(i) To find the velocity immediately before the particle hits the wall at \(t = 60\), substitute \(t = 60\) into \(v = 0.05t - 0.0005t^2\):

\(v = 0.05(60) - 0.0005(60)^2 = 3 - 1.8 = 1.2 \text{ ms}^{-1}\).

Immediately after hitting the wall, the velocity is given as \(-1 \text{ ms}^{-1}\).

(ii) The total distance travelled is the sum of the distances from \(O\) to the wall \(W\) and from \(W\) to \(A\).

Distance \(OW = \int_{0}^{60} (0.05t - 0.0005t^2) \, dt = \left[ 0.025t^2 - 0.0005 \frac{t^3}{3} \right]_{0}^{60} = 54 \text{ m}\).

Distance \(WA = \int_{60}^{100} (0.025t - 2.5) \, dt = \left[ 0.0125t^2 - 2.5t \right]_{60}^{100} = 20 \text{ m}\).
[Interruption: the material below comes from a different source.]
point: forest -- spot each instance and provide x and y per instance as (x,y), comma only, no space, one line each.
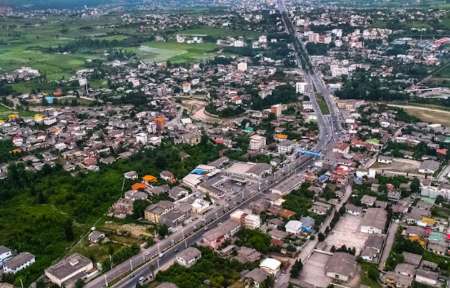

Total distance = \(54 + 20 = 74 \text{ m}\).

(iii) To find the maximum speed, consider the velocity function \(v = 0.05t - 0.0005t^2\) for \(0 \leq t < 60\). Differentiate to find the critical points:

\(\frac{dv}{dt} = 0.05 - 0.001t = 0 \Rightarrow t = 50\).

Substitute \(t = 50\) into the velocity equation:

\(v = 0.05(50) - 0.0005(50)^2 = 1.25 \text{ ms}^{-1}\).

The maximum speed is \(1.25 \text{ ms}^{-1}\) at \(t = 50\).

The velocity-time graph is a quadratic curve from \((0,0)\) to \((60,1.2)\) with a maximum at \((50,1.25)\), followed by a straight line from \((60,-1)\) to \((100,0)\).